Quando eu estava lendo a declaração da vítima de Brock Turner outro dia, isso me mandou de volta para a montanha-russa emocional em que monto quando ouço histórias como esta. Eu fico com raiva; não, furioso, o que me deixa ansioso e deprimido durante o dia. Sair da cama se torna uma façanha. Essa história, especialmente, me afetou, porque a vítima de Turner não teve a chance de se esconder como eu. Ela estava tão exposta. Ela tinha que se apresentar e resolver tudo isso no tribunal, da forma mais invasiva possível. Ela foi atacada, repreendida e menosprezada na frente de sua família, entes queridos e seu agressor. E depois que tudo acabou, o menino ainda não via o que havia feito de errado. Ele nunca pediu desculpas a ela. O juiz ficou do lado dele.

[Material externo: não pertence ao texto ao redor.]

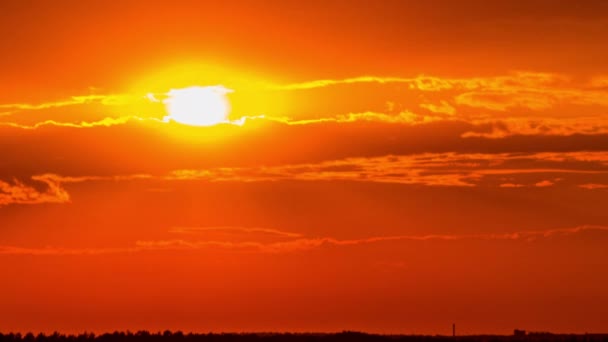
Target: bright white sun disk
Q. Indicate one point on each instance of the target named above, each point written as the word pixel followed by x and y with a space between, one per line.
pixel 198 106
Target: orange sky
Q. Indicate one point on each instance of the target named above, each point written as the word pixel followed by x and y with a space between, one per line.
pixel 388 166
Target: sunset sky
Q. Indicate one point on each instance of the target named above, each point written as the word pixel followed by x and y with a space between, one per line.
pixel 387 166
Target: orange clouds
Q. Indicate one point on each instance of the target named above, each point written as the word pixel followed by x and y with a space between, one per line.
pixel 293 242
pixel 438 169
pixel 19 193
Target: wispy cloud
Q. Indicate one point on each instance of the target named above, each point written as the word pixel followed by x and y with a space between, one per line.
pixel 16 192
pixel 107 100
pixel 427 169
pixel 106 122
pixel 298 242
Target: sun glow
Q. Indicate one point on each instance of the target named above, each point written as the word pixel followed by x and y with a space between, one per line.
pixel 198 106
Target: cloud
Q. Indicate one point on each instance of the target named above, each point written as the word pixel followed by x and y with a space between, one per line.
pixel 544 183
pixel 443 108
pixel 106 122
pixel 426 169
pixel 106 100
pixel 593 186
pixel 198 230
pixel 16 192
pixel 19 193
pixel 299 243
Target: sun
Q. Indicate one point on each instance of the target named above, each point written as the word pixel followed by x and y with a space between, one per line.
pixel 198 106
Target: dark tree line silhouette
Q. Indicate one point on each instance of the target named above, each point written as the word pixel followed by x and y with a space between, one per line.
pixel 346 336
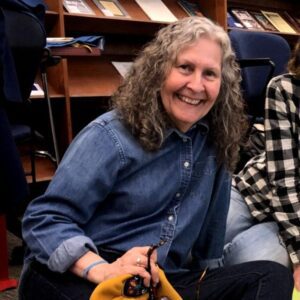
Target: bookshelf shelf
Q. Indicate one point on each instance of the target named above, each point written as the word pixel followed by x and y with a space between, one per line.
pixel 82 75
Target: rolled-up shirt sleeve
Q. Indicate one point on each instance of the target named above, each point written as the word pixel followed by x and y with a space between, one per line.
pixel 53 223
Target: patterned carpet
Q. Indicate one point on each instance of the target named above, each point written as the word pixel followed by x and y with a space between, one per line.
pixel 14 270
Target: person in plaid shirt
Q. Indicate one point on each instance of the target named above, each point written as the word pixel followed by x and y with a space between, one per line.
pixel 264 216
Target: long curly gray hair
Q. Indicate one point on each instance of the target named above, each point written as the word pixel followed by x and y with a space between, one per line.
pixel 137 100
pixel 294 61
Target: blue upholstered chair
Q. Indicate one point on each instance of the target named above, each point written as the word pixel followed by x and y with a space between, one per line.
pixel 262 55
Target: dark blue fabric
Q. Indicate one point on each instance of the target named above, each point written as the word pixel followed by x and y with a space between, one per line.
pixel 254 44
pixel 261 280
pixel 8 73
pixel 13 185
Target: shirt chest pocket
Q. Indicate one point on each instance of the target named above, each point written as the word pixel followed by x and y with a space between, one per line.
pixel 204 168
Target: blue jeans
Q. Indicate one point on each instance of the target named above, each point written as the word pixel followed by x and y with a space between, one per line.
pixel 247 240
pixel 260 280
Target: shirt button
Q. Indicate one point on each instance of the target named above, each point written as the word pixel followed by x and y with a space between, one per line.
pixel 186 164
pixel 170 218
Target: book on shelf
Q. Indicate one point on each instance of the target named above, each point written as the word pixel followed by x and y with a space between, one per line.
pixel 156 10
pixel 246 19
pixel 77 7
pixel 122 67
pixel 233 22
pixel 36 91
pixel 191 8
pixel 278 21
pixel 292 21
pixel 263 21
pixel 111 8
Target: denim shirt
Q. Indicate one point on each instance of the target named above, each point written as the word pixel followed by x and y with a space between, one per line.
pixel 109 192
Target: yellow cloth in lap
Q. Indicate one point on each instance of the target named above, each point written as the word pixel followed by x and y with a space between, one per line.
pixel 112 289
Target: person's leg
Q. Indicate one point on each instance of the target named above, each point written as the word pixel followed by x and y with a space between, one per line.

É exatamente por isso que nunca falei das coisas perturbadoras que aconteceram comigo. Prefiro reprimir tudo do que ter alguém me fazendo sentir que eu mereço isso, que a culpa foi minha. Mas é hora de eu fazer a escolha mais difícil, a escolha certa e ser uma voz para aqueles que ainda estão com medo de falar. Isso é algo que me tornou quem eu sou, mas não me quebrou. Eu sou a mulher durona, feliz, alegre, implacável, determinada e apaixonada que sou hoje por causa desta batalha que tenho travado sozinha. Mas estou pronto para que isso não seja mais apenas minha luta, e estou pronto para ajudar outras vítimas a lutar.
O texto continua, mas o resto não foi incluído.